五千三百年前的夏末,长江下游仿佛浸泡在一口巨大的水碗里。连月的雨下得人心头发霉,浑浊的水流舔舐着土筑的堤岸,冲击着人们紧绷的神经。广阔的太湖平原上,星罗棋布的河网水位暴涨,原本温顺的河流变得桀骜不驯,将低洼的稻田变成了一片片晃动着倒影的汪洋。

“泽”赤脚站在高高的祭台上,脚下是夯筑得异常坚实的巨大土台——瑶山。雨水顺着她乌黑发辫流下,冰凉地钻进麻布衣领。她是这个叫“良渚”的聚落联盟的女首领,也是能与天地鬼神沟通的“巫”。她的目光越过台下黑压压跪伏的人群,投向远处水天相接的迷蒙天际。那里,一道土黄色的长龙蜿蜒横亘,那是数万族人肩挑手扛、日夜不休垒起的巨型水坝——塘山长堤。那是守护家园不被彻底吞噬的生命线。

“大巫!”一个浑身泥水、气喘吁吁的男人冲到台下,声音嘶哑,“西边……西边的‘苕溪豁口’!水势太猛,堤基在晃!木桩快撑不住了!”

人群一阵惊恐的骚动,压抑的呜咽声此起彼伏。

泽猛地攥紧了手中象征权柄的象牙权杖,指节因用力而发白。她能感觉到脚下大地深处传来的不安震动,能嗅到空气中弥漫的恐慌和绝望。“通神者!”她厉声喝道。

一个身材瘦削、披着整张黑熊皮的老者闻声踏上祭台。他便是“通神者”,地位仅次于泽的大巫觋,专司与祖先和自然神灵沟通。他沉默地走到泽身边,浑浊却异常锐利的双眼盯着翻滚的乌云。

“问问河伯(水神),”泽的声音带着穿透雨幕的威严,“他到底想要什么?是我们供奉不够?还是族人心不诚?!”

通神者缓缓闭上眼,嘴唇无声地翕动,身体开始一种奇异的、幅度很小的抖动。雨水打在他满是皱纹的脸上,他也浑然不觉。时间仿佛凝固,只有雨声哗哗作响。台下数千双眼睛死死盯着祭台上那个颤抖的身影,每一次轻微的晃动都牵动着他们的心弦。

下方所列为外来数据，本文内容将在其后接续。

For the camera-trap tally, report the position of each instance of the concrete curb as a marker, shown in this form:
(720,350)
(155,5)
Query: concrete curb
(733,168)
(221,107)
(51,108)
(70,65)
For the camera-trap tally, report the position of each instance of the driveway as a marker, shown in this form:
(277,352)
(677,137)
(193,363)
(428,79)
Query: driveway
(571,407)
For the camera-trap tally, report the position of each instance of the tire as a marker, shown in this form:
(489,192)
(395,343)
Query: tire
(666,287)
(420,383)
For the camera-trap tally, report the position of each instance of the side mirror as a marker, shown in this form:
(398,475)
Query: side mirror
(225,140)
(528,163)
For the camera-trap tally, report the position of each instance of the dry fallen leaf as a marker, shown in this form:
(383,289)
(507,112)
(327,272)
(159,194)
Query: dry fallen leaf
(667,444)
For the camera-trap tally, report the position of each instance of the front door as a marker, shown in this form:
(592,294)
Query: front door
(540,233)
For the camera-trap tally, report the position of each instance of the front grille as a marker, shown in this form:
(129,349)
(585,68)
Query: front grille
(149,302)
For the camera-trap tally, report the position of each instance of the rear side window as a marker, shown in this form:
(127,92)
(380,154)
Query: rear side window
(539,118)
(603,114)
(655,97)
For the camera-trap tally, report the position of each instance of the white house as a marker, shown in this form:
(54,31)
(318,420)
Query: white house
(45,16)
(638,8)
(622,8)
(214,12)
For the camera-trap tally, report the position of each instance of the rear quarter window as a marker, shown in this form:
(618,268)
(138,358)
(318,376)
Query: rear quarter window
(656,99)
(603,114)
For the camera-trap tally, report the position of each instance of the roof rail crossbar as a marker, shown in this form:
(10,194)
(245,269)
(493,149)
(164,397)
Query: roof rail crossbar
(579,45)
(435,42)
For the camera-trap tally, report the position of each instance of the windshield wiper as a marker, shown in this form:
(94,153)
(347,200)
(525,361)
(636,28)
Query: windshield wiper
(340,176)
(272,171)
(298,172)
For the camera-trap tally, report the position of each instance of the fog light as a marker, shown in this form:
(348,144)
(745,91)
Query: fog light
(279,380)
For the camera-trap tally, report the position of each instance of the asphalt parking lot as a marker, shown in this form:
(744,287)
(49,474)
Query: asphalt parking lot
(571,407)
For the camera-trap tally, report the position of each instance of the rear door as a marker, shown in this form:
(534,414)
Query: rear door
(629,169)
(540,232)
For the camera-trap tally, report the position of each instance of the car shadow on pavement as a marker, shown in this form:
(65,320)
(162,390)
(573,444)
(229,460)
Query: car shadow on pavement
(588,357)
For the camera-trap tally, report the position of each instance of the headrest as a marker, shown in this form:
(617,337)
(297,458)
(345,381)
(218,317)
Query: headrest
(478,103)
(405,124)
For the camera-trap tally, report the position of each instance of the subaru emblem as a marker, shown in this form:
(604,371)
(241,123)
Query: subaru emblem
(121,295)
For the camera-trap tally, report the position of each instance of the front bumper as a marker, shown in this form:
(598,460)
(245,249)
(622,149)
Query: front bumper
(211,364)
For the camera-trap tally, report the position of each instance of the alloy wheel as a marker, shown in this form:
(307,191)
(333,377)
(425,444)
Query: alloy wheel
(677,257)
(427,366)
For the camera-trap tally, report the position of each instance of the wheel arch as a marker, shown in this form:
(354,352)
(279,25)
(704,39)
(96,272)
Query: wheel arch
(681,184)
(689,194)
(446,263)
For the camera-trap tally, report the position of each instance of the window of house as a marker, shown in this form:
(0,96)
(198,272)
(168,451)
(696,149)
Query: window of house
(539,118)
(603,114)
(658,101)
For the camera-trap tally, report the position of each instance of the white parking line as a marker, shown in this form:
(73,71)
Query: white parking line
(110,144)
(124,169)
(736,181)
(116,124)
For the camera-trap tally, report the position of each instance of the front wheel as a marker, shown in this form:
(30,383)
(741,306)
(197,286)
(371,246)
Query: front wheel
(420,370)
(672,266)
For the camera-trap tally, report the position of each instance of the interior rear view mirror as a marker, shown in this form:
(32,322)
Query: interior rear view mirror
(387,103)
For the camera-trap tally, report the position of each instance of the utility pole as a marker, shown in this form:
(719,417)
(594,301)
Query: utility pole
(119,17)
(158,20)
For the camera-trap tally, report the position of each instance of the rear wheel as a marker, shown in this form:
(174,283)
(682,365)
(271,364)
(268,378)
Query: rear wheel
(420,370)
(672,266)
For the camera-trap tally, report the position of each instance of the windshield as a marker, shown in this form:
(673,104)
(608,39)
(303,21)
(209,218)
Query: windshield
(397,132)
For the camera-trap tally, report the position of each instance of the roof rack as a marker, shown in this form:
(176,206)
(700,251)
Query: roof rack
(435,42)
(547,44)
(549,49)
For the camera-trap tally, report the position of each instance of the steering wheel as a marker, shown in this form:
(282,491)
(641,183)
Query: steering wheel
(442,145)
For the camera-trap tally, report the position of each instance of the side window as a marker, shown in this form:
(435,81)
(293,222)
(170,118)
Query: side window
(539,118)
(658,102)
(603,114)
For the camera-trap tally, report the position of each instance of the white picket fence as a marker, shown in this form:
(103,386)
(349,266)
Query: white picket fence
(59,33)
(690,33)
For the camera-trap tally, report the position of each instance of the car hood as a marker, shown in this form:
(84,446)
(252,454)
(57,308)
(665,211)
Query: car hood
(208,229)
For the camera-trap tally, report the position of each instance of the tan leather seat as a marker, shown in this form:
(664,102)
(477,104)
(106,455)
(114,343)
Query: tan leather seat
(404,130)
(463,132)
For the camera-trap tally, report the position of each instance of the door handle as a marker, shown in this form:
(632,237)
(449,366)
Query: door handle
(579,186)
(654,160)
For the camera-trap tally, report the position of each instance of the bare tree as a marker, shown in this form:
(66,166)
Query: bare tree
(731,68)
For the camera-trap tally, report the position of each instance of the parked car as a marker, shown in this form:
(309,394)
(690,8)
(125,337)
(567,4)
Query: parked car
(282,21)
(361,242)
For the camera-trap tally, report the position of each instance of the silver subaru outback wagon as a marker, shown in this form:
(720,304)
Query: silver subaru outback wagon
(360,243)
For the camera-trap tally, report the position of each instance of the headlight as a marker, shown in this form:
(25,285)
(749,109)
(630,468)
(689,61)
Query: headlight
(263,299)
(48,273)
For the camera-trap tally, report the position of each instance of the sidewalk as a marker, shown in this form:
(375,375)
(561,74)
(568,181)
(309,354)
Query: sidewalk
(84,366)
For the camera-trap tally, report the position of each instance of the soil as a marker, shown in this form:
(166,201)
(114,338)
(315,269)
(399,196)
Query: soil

终于,通神者猛地睁开眼,眼中爆射出一种奇异的光芒,直刺天际:“祖先震怒!河伯咆哮!皆因……”他声音陡然拔高,尖锐刺耳,“皆因人心浮动!敬畏之心蒙尘!灾厄,是对我良渚子民的警示!更是考验!”

他猛然转身,枯瘦的手指指向祭台中心区域摆放的数十件尚未完工的玉器——朴素的玉璧、粗砺的玉钺、还有几件刚刚凿出外形的厚重方形玉柱(玉琮的雏形)。

“需要一件‘信物’!”通神者的声音如同敲打在众人心头的鼓点,“一件前所未有的圣物!它能沟通天地,震慑鬼神!它能承载我们对祖先的虔诚,平息河伯的怒火!它将是良渚之‘心’,凝聚万民之志!用它祭祀天地河川,水患方能平息!”

泽的目光扫过那些冰冷的石头,最后定格在其中一块尤其巨大的深绿色玉料上。它静静地躺在那里,仿佛一块沉睡的厚重翡翠,散发着内敛而温润的光泽。那是去年从遥远的北方玉矿,耗费无数人力、辗转千里才运抵的“玉王”。

“就是它了。”泽的声音斩钉截铁,带着玉石般的冷硬,“倾举族之力!用它,雕琢出属于我良渚的‘神徽’!一个能庇护万民的永恒印记!”

2,琢玉成魂

任务落到了老玉匠“芒”的肩上。芒,一个名字几乎和他雕刻的燧石工具一样古老的名字。他的双手布满了厚厚的老茧和纵横交错的疤痕,那是几十年与顽石搏斗留下的印记。当他第一次触摸到那块被称为“玉王”的深绿色透闪石玉料时,布满皱纹的眼角微微抽搐了一下。那冰凉的触感,那沉甸甸的分量,那内里隐隐流动的光泽……他知道,这或许是神灵赐予他一生最后的、也是最艰难的考验。他的手,第一次不受控制地颤抖起来。不是害怕,而是一种近乎虔诚的珍重。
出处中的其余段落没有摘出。